仮の名前
それから少しの間、ガルニスは黙っていたが、急に思い出して話を再開した。
「いや、そうじゃない! 自己紹介の続きだ! あんたらの名前を聞こうとしていたんだった」
少年と少女はお互いに顔を見合わせる。
「名前と言われても……」
「私たち、記憶がないんです」
青年は眉をひそめた。
「クダリサマには記憶がないって話は、オレだって知ってる。だからって、いつまでも『クダリ』とか『クダリサマ』じゃ不便だろ」
少年と少女は再び顔を見合わせ、同時に言う。
「それはそうですけど……」
「仮の名前でもいいさ。とりあえずの呼び名だよ。自分たちで適当に決めてくれ」
そう言われても少女は全く何も思い浮かばず、困り顔で少年に尋ねた。
「どうする?」
「どうするって言われてもなぁ……」
仮の名前と聞いて少年が思い浮かべるものは、『太郎』と『花子』。しかし、自分は『太郎』でいいとしても、今時の女の子に『花子』は古すぎると彼は感じていた。
思料の末に彼は提案する。
「ハナってのは、どう?」
「ハナ? 私?」
「そう」
「ハナ。私はハナ。あなたは?」
「俺はタローだ」
「タロー。タロちゃん」
「ちゃんって」
「イヤ?」
「……嫌じゃないけど。いいよ」
「ハナ、タロちゃん! いいね!」
満面の笑みでよろこびを表す少女――ハナを見て、少年――タローは照れ臭くなり顔を赤くする。
そんな彼にハナは愛おしさを感じる。まるで二人の心がつながっているようだと、彼女は思った。
「はい、はい。タローとハナね」
目の前でイチャつく二人を見て、あきれたガルニスは小さく息を漏らす。平和なのは結構なことだが、このまま何もなくクンダ町まで行けるものだろうかと、彼は先を案じていた。

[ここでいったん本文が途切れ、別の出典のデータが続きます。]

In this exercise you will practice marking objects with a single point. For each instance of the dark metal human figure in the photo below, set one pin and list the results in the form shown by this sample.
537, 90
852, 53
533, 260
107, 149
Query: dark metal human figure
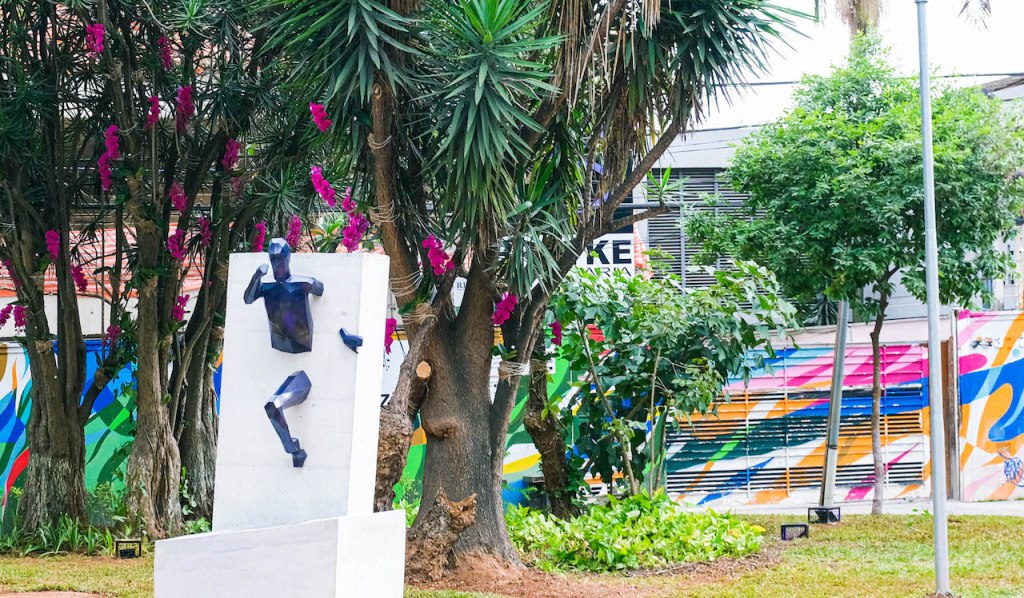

街道には適度な間隔で休憩所が配置されている。売っているものはパン類と飲み物に少々の日用品ぐらいだが、長旅には欠かせないものだ。
三人を乗せた馬車は、時々馬に乗った街道警備隊の者たちとも擦れ違う。
御者と三人は昼食を取りに一度だけ休憩所に寄った。
そこでガルニスがタローとハナに忠告する。
「ここから先、しばらくは休憩所がない。途中でトイレに行きたいなんて言われても困るぜ」
ハナとタローは視線を交わして、お互いに大丈夫かと心配した。
ガルニスは真剣な顔で続ける。
「賊に襲われるとしたら、この区間が最も可能性が高い。二人とも心構えだけはしておくんだな」
彼の緊張が二人にも伝わる。
タローはガルニスに問いかけた。
「もし襲われたら?」
「一にも二にも馬車から出ないことだ。あんたらはクダリだから、最悪でも命を奪われることはない。戦いはオレに任せろ」
ハナは深々と頭を下げる。
「ありがとうございます。お願いします」
「礼はいい。それが役目だからな」
タローは初めてガルニスを頼もしいと感じた。それと同時に、自分もハナを守るために戦えないかとも思った。男のジェラシーだ。
「どうして命を奪われないって言い切れるんですか? オレにも武器があれば――」
「ヘタな抵抗なら、しない方がマシってことさ。生兵法はケガの元だ。神器はクダリのもの。クダリが死ねば、神器も消える。だから、賊の狙いが神器にあるなら、まず命を奪うことはしない」
ガルニスに断言されたタローは、何も言い返せなかった。
「タロちゃん、大丈夫だよ。ガルニスさんを信じよう」
ハナはタローを安心させようとして言ったが、彼にとって心配なのは、賊の襲撃を受けることではない。頼れるガルニスにハナが心惹かれることこそを危ぶんでいる。当然、今ここでそんなことを言ってしまうわけにはいかないのだが……。